In diesem Zusammenhang erinnerte Leo XIV. an seinen heiligen Vorgänger Johannes Paul II. verwiesen, der in seinem Schreiben Christifideles laici die Lehre des Konzils aufgenommen habe: „Das Konzil hat wertvolle Passagen seiner so reichhaltigen theologischen, spirituellen und pastoralen Lehre dem Wesen, der Würde, der Spiritualität, der Sendung und der Verantwortung der Laien gewidmet. Und die Konzilsväter haben den Ruf Christi wiederholt und alle Laien, Männer und Frauen, gerufen, in seinem Weinberg zu arbeiten“ (Christifideles laici, 2). Damit habe Johannes Paul II. das Apostolat der Laien erneut hervorgehoben, dem das Konzil ein eigenes Dokument gewidmet habe (vgl. Dekr. Apostolicam actuositatem,18.November1965).
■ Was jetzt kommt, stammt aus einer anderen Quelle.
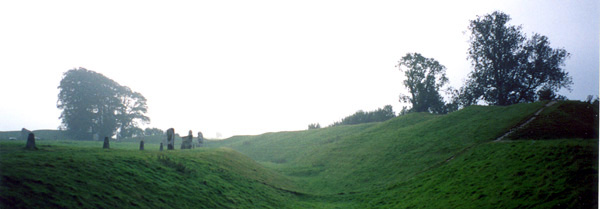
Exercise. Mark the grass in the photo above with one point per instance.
(414, 161)
(80, 176)
(359, 158)
(518, 174)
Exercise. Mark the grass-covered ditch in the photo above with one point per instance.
(414, 161)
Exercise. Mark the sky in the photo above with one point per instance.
(249, 67)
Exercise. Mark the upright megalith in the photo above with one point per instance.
(25, 134)
(186, 142)
(106, 145)
(171, 139)
(31, 142)
(200, 139)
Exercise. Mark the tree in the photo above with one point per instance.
(381, 114)
(425, 77)
(508, 68)
(153, 132)
(93, 104)
(314, 126)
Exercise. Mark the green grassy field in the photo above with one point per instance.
(413, 161)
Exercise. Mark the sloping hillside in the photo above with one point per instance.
(424, 160)
(413, 161)
(82, 177)
(367, 156)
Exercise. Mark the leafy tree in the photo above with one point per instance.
(314, 126)
(153, 132)
(94, 104)
(425, 77)
(509, 68)
(381, 114)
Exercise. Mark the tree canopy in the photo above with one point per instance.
(93, 104)
(508, 67)
(425, 77)
(381, 114)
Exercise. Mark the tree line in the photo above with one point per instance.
(94, 106)
(508, 68)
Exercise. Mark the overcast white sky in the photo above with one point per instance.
(249, 67)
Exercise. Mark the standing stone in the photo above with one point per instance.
(25, 134)
(171, 139)
(31, 142)
(186, 142)
(106, 145)
(200, 139)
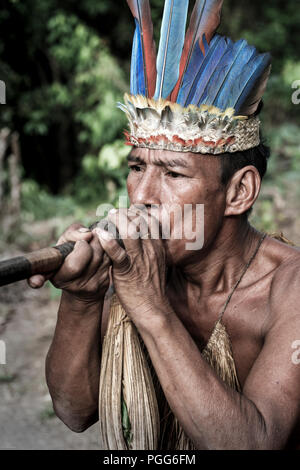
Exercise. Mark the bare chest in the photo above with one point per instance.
(245, 320)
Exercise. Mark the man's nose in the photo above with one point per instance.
(148, 189)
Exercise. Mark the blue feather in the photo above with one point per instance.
(248, 79)
(137, 76)
(232, 86)
(170, 46)
(221, 72)
(191, 74)
(217, 49)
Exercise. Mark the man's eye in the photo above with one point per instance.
(135, 168)
(172, 174)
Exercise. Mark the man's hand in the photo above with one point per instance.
(139, 271)
(85, 272)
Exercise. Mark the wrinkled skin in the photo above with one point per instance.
(176, 318)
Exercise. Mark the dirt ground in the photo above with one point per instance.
(27, 421)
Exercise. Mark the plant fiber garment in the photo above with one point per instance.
(133, 411)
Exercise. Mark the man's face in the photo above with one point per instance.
(170, 179)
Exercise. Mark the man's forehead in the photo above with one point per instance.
(166, 157)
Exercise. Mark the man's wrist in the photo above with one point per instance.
(80, 305)
(152, 315)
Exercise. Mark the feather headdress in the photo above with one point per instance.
(202, 92)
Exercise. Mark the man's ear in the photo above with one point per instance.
(242, 190)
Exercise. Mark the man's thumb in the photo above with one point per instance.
(111, 246)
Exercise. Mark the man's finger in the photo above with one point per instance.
(75, 233)
(116, 253)
(75, 263)
(36, 281)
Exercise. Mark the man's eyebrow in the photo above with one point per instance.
(134, 159)
(170, 162)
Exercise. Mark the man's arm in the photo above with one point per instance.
(213, 415)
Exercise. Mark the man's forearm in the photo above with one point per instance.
(73, 362)
(213, 415)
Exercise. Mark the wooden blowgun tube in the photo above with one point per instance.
(44, 261)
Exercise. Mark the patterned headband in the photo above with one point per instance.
(202, 92)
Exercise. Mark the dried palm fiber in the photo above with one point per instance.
(128, 383)
(126, 387)
(128, 378)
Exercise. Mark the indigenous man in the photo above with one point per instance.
(220, 324)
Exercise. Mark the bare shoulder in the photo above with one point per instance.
(285, 284)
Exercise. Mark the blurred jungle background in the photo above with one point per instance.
(65, 64)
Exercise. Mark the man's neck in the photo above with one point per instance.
(222, 260)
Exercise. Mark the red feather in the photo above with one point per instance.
(141, 12)
(205, 19)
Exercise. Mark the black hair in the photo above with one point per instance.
(230, 163)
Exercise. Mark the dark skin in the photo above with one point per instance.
(176, 319)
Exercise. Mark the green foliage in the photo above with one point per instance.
(39, 204)
(66, 65)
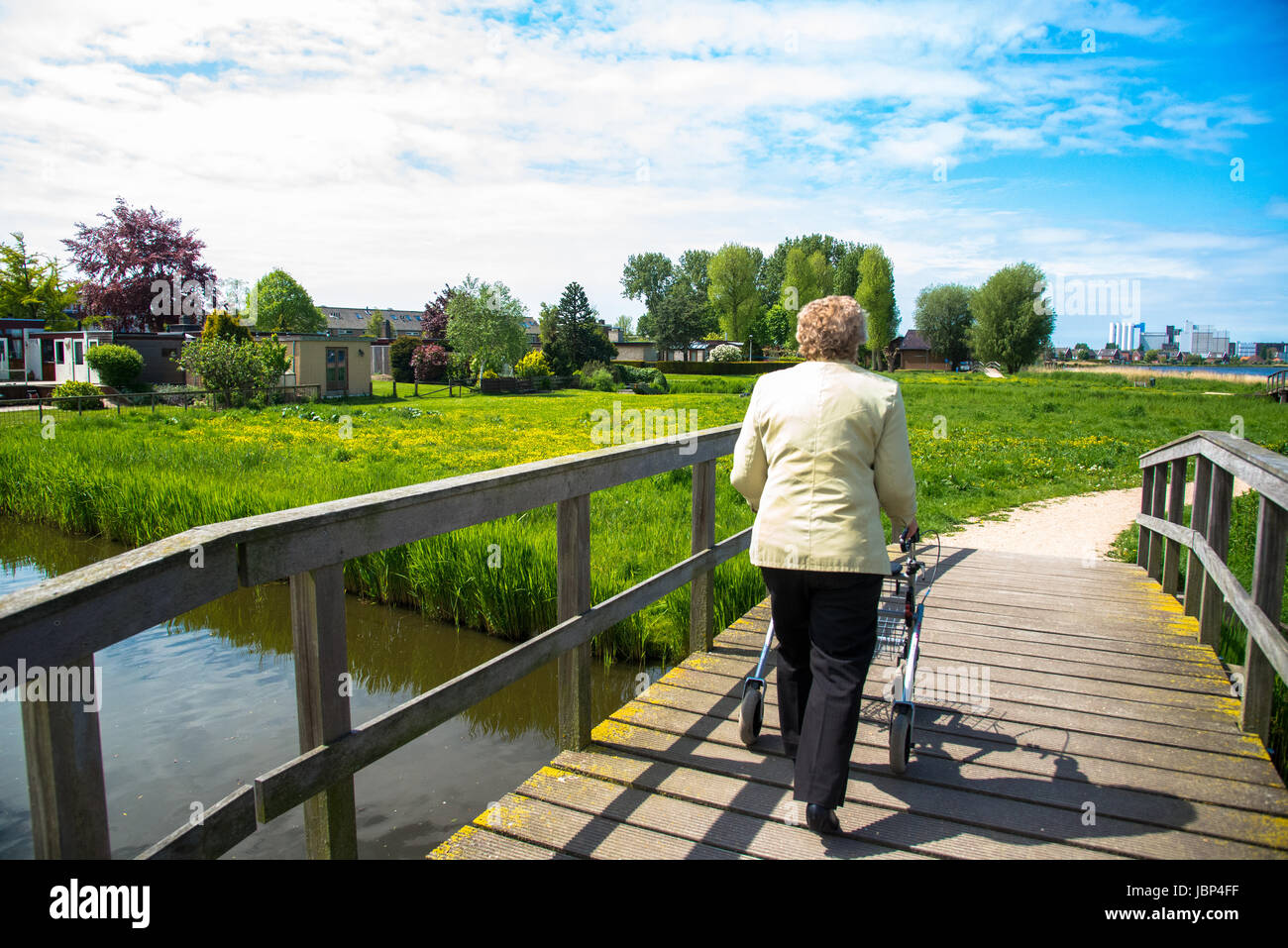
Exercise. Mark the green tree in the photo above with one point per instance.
(781, 326)
(400, 353)
(876, 296)
(645, 277)
(943, 317)
(224, 325)
(846, 278)
(1013, 321)
(578, 335)
(774, 270)
(695, 278)
(683, 316)
(733, 291)
(279, 304)
(546, 322)
(116, 365)
(805, 278)
(228, 365)
(485, 321)
(31, 286)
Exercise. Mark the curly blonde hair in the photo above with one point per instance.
(831, 327)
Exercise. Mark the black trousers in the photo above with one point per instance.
(827, 630)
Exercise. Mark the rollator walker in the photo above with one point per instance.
(900, 614)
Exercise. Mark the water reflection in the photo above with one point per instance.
(201, 704)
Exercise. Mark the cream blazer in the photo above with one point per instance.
(823, 447)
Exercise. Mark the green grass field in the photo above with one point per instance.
(979, 445)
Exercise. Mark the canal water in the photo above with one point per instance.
(200, 706)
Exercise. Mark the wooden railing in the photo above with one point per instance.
(1209, 582)
(60, 622)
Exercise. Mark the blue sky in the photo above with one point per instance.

Die Sendung der Laien bleibe nicht auf den innerkirchlichen Bereich beschränkt, sondern auf die Welt hin geöffnet. Die Kirche sei überall dort gegenwärtig, wo ihre Glieder den Glauben bekennen und leben: in der Arbeit, im gesellschaftlichen Leben und in den Beziehungen des Alltags. In diesem Zusammenhang nahm der Papst erneut ein Wort des Konzils auf, das die Aufgabe der Gläubigen im Blick auf die Welt beschreibt: Diese müssten also „die innerste Natur der ganzen Schöpfung, ihren Wert und ihre Hinordnung auf das Lob Gottes anerkennen. Sie müssen auch durch das weltliche Wirken sich gegenseitig zu einem heiligeren Leben verhelfen. So soll die Welt vom Geist Christi erfüllt werden und in Gerechtigkeit, Liebe und Frieden ihr Ziel wirksamer erreichen“ (Lumen gentium, 36). Daraus ergab sich die Zuordnung der Sendung der Laien zu ihrem Zeugnis inmitten der Welt. Die Katechese führte zu dem Hinweis, dass diese Perspektive im Zusammenhang mit dem Bild einer „hinausgehenden“ Kirche (Kirche im Aufbruch) stehe, wie es von Papst Franziskus geprägt worden sei, einer Kirche, die in der Geschichte stehe und zur Sendung geöffnet sei. Alle Gläubigen erschienen in diesem Zusammenhang als „Jünger-Missionare“, als Träger des Evangeliums und als Zeugen des Reiches Gottes.
Am Ende richtete der Papst den Blick auf die bevorstehende Feier von Ostern. In Verbindung mit den Gestalten von Maria von Magdala, Petrus und Johannes sprach er die Einladung aus, in der Begegnung mit dem auferstandenen Christus zu Zeugen zu werden.
Die Pilger und Besucher aus dem deutschen Sprachraum begrüßte der Heilige Vater mit den folgenden Worten:
Liebe Brüder und Schwestern deutscher Sprache, nutzen wir die Fastenzeit, um aufmerksamer auf die Stimme des Herrn zu hören und ihr zu folgen. So wachsen wir im Glauben an Christus, der uns in seinem mystischen Leib, der Kirche, vereint und zum Heil führt.